J'ai repris l'un de chemins de propagation de cette nouvelle sur le soi-disant bug. Au départ, Metro publie un article sur le sujet du bug Facebook et cite comme référence une copie d'écran d'un utilisateur de Facebook, un certain Giorgio Kam's. Il faut savoir que tout cela se passe au moment du déploiement en France de la fameuse "Timeline’s global rollout", qui classe les infos par année et permet de remonter très loin dans le temps. Alors qu'elle était réservée avant à une partie des utilisateurs Facebook, cette fonctionnalité est désormais ouverte à tous. Des milliers de gens découvrent alors les messages publiés sur leur wall en 2008 et 2009 notamment. Techcrunch a rapidement fait un sort à cette blague. Mais les mythos et les naïfs ne parlent pas anglais, on dirait.

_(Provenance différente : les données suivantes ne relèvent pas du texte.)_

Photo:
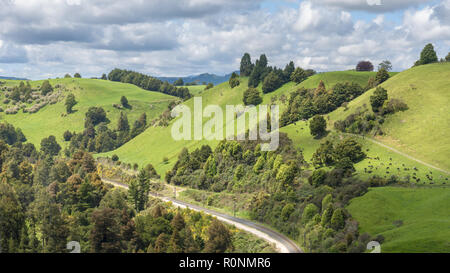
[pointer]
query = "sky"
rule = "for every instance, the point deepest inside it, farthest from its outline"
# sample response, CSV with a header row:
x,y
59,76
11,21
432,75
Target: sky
x,y
49,38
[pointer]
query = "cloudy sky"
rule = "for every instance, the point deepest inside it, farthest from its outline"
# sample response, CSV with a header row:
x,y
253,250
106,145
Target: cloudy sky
x,y
48,38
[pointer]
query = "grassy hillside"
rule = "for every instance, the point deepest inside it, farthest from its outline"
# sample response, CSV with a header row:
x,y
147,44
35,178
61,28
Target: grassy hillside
x,y
410,219
422,130
88,92
401,167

Mais comme cette vanne partagée plus de 3000 fois ne tient pas debout, il souffle sur le feu avec maladresse. Les commentaires de ce post sont très intéressants, à cet égard. Quand on lui demande des preuves (des copies d'écran, par exemple), il noie le poisson d'avril. Quand on insiste, il dramatise : c'est vrai, quoi, pourquoi douter, mécréants que l'on est, quand le couple est en jeu :
Quand le Figaro reprend son info pourrie, via Metro, je le répète, il triomphe et publie le lien, pour clouer le bec à des détracteurs de plus en plus sceptiques.

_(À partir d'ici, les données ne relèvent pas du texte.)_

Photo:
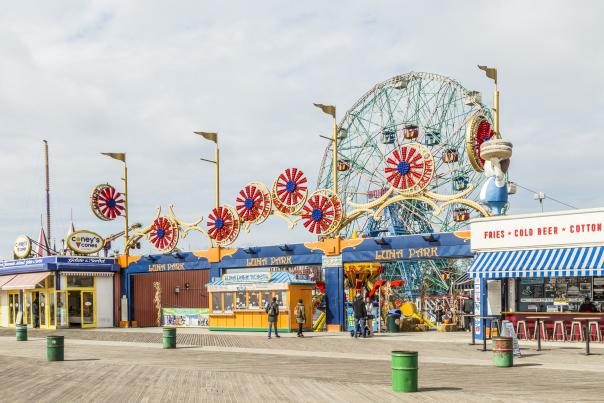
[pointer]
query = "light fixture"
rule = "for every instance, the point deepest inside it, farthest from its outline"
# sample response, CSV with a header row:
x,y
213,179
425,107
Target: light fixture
x,y
153,258
401,83
431,237
381,241
177,254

Mais on n'a toujours pas vu le début de l'ombre de la queue d'une preuve. Et pour cause : il a détruit les siennes, pas de bol. Du coup, j'interroge mon réseau. Un ami Facebook qui me dit que ça lui est arrivé et qu'il s'est empressé de détruire le message en question. Une autre amie Facebook me confirme, parle de numéros de téléphones publiés. Mais impossible de savoir si c'est des infos publiées par erreur sur le mur, comme ça arrivait souvent en 2008 et 2009. Ou bien des messages privés, car curieusement, elle ne les retrouve pas dans sa boite de réception. C'est du velours pour le faussaire : pas de traces, pas de preuves, des naïfs pour confirmer et masquer leur incurie. Et les seules preuves qu'on pourrait avoir sont détruites.

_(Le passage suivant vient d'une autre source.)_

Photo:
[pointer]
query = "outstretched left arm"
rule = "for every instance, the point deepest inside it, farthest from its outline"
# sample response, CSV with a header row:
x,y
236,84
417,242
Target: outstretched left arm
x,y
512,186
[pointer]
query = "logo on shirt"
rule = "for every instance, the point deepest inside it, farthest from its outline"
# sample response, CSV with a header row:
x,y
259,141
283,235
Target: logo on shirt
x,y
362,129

Et quand un certain Pablo Asencion Guillen met le nez dans le caca à Giorgio-les-bons-tuyaux, à savoir que ce sont des messages publiés sur le mur par des gens qui ne se rendaient pas bien compte, à l'époque, il assène l'argument massue :
Ok d'accord, mais où sont les preuves des centaines (pourquoi pas des millions...) de personnes en question ? Rien, nib, macache ! Tu es obligé de le croire parce que "des dizaines de ses amis" lui ont dit, que ça été repris par Metro, puis par le Monde, le Figaro, Libération et peut-être même le Pape et le dalaï-lama qui pourtant ne tweete jamais mais là il a piqué une gueulante dans son ashram.
Evidemment, le communiqué de Facebook tombe dans l'indifférence générale. De toutes façons, ils cachent le truc, c'est des bandits qui pillent les données perso. Ils en ont mis un temps fou à répondre. Ils ont pris une gamelle mérité en Bourse. Et en plus, à ce qu'on dit, Zuckerberg est juif, ce qui prouve bien que c'est voulu, tout ça, ma bonne dame, on est peu de choses, allez, vous me mettrez aussi une botte de poireaux.
Résultat des courses : Metro a été intronisé journal sérieux grâce à un article reprenant les informations foireuses publiées sur le compte Facebook d'un mythomane. Le Monde, Le Figaro et Libération, les télés et d'autres ont relayé une info sans preuves, juste histoire de remettre une couche sur la tronche à Facebook, qui n'est plus en odeur de sainteté depuis que Twitter est total hype dans les médias. Le plus drôle date d'aujourd'hui sur le blog du CM du Monde : ils ont lancé un appel à témoignages. Le résultat enchante moyennement le rédacteur :
Devant un tel déversement de bêtise amplifiée, il ne reste qu'à citer Raymond Devos puis Mark Twain :
- «En multipliant rien par une fois rien... c'est rien. Deux fois rien... c'est pas beaucoup ! Mais trois fois rien, c'est déjà quelque chose.»
- «Un mensonge a donc fait le tour de la Terre le temps que la vérité mette ses chaussures.»